Generating UUIDs (GUIDs)

This document provides recommendations for generating UUIDs (Universally unique identifier), also known as GUID (globally unique identifier).

UUID Expression Design

When the UUID to be generated should be used with interconnected systems (e.g. Integrations), there are some standards to follow. For details see https://en.wikipedia.org/wiki/Universally_unique_identifier. Even when using the UUID only internally (only one system produce it and consume it), the design is important, as every bit not used properly (rand() function for UUID V4) doubles the probability of generating duplicate UUID, the main purpose of why UUID exists.

The de-facto industry standard today (2022) is UUID V4, Variant: 2 (ISO/IEC).The main characteristic of v4 UUID is that it should be able to generate billion unique UUIDs per second for about 85 years without collision (without generating the same UUID more than once).UUID v4 is 128 bits long, with 6 specific bits set to specific values to indicate the version/variant, and 122 random bits.

For example, if you need to generate UUID V4, Variant: 2 (the de-facto industry standard today, 2022), you could use the following expression: 

/* spec and validity checker in https://www.uuidtools.com/decode */
fn!lower(joinarray(
  {
	dec2hex(tointeger(rand(4) * 256), 2),  	/*8 hex digits*/
	"-",
	dec2hex(tointeger(rand(2) * 256), 2),  	/*4 hex digits*/
	"-4",         	   			            /*version 4 = completely random*/
	dec2hex(rand(3) * 256, 1), 		        /*3 hex digits*/
	"-",
	bin2hex("10" & dec2bin(rand(1) * 4, 2),1), /*1 hex digit = Variant: 1st 2 bits=10=[ISO/IEC] + 2 rand bits*/
	dec2hex(rand(3) * 256, 1), 		        /*3 hex digits*/
	"-",
	dec2hex(tointeger(rand(6) * 256), 2),  	/*12 hex digits*/
  })),

The main building blocks are described below: 

  1. The rand(n) generates List of Numbers (Floating Point) in range 0-1, with n elements.
  2. tointeger() strips all the numbers behind the decimal point and only keeps the integer part, so we must first move the decimals part to the integer part. We do it with the multiplication (effectively doing a bitwise shift left).E.g. tointeger( rand(1)*4) gives us a 2 bit integer random number, or random numbers from 0-3. *8 gives us 3 bits etc, or *256 which gives us 8 bits, or 2 hexadecimal letters.
  3. dec2hex converts the number to hexadecimal format, just as the standard requires. One hexadecimal letter is 4 bits, 0-16 in decimal, or 0-f in hexadecimal. The 2nd parameter of dec2hex specifies how many letters we want to generate. (It will prepend 0s to reach that length).
  4. As some specific bits must be set to follow the standard, we need to use bin2hex and work on binary level, but the principle is the same as with dec2hex.
  5. The dashes (-) are inserted at specific positions to conform to the standard formatting of 8-4-4-4-12 characters.
  6. Joinarray() concatenates all the 23 elements in the array to one string.
  7. The resulting string must be in lowercase to follow the standard.

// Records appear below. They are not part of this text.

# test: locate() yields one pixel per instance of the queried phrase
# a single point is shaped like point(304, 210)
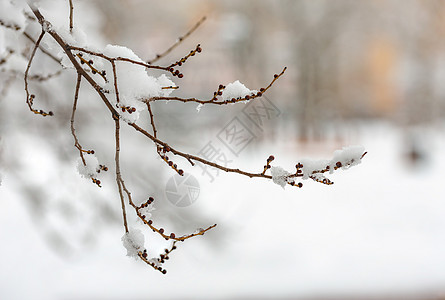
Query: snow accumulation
point(11, 13)
point(133, 241)
point(348, 157)
point(279, 176)
point(236, 90)
point(90, 169)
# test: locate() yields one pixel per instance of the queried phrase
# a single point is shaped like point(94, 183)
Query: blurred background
point(359, 73)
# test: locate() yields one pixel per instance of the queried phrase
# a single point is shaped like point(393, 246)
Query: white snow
point(90, 169)
point(146, 211)
point(133, 241)
point(279, 176)
point(348, 157)
point(11, 13)
point(235, 90)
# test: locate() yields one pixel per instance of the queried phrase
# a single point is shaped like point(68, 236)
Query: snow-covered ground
point(379, 230)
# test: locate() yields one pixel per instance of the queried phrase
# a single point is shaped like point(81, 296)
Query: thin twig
point(221, 102)
point(152, 121)
point(119, 180)
point(30, 97)
point(178, 41)
point(73, 130)
point(71, 16)
point(42, 49)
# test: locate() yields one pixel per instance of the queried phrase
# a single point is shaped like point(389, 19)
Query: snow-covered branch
point(127, 89)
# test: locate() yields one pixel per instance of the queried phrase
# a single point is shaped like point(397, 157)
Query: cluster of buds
point(96, 181)
point(40, 111)
point(144, 205)
point(299, 168)
point(129, 109)
point(293, 183)
point(162, 153)
point(218, 92)
point(102, 168)
point(320, 178)
point(90, 63)
point(157, 262)
point(149, 222)
point(267, 165)
point(4, 59)
point(179, 63)
point(87, 151)
point(10, 25)
point(175, 72)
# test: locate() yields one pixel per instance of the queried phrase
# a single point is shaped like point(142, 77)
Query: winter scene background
point(361, 76)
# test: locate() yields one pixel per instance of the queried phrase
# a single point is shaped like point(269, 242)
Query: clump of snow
point(279, 176)
point(11, 14)
point(91, 166)
point(165, 81)
point(235, 90)
point(133, 241)
point(146, 211)
point(15, 62)
point(348, 157)
point(134, 83)
point(311, 165)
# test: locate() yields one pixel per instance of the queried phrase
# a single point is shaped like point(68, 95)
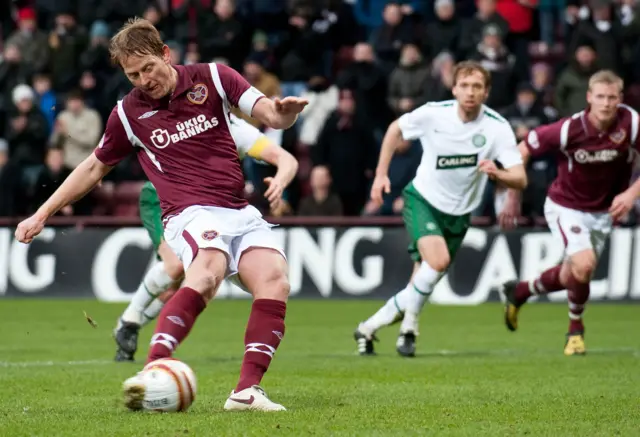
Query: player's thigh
point(150, 216)
point(206, 272)
point(435, 252)
point(421, 225)
point(582, 245)
point(204, 252)
point(172, 264)
point(262, 265)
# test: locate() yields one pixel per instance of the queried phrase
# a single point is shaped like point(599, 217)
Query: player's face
point(470, 91)
point(603, 99)
point(151, 74)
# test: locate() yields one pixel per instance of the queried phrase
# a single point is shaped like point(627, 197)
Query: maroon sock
point(578, 296)
point(174, 322)
point(262, 337)
point(547, 282)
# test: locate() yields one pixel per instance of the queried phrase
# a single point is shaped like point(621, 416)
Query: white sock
point(386, 315)
point(424, 281)
point(152, 311)
point(155, 282)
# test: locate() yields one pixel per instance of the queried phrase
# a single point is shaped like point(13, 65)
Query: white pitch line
point(426, 354)
point(54, 363)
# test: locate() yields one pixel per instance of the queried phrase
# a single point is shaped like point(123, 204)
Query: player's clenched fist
point(290, 105)
point(381, 185)
point(28, 229)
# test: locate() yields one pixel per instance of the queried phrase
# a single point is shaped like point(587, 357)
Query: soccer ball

Applying Design to Requirements

There can be varying requirements for generating unique IDs and there may be cases where it is appropriate to deviate from the above design patterns. If you use another design, be wary of:

  • Performance
    • Where possible avoid the use of looping functions like foreach() or apply(), or calling functions multiple times unnecessarily
  • Ensuring that the functions you use in your expression will re-evaluate when called multiple times
    • Many functions will not re-evaluate when called multiple times in the same instance without a new input. rand() is an exception while now() is expected to return the same date-time within an instance of the expression.

Funny fact

For those wondering why we have such strange formatting of 8-4-4-4-12, check v1 UUID definition from 1980s . 8=time_low, 4=time_mid, 4=time_hi_and_version, 4=clock_seq_hi_and_res clock_seq_low, 12=node (MAC address)By now, we have completely repurposed that, but because of compatibility and reusability, the format stayed.The collision possibility in v1 versus v4 is massively different, mostly because of introducing the probability theory (which is is very unintuitive) to IT.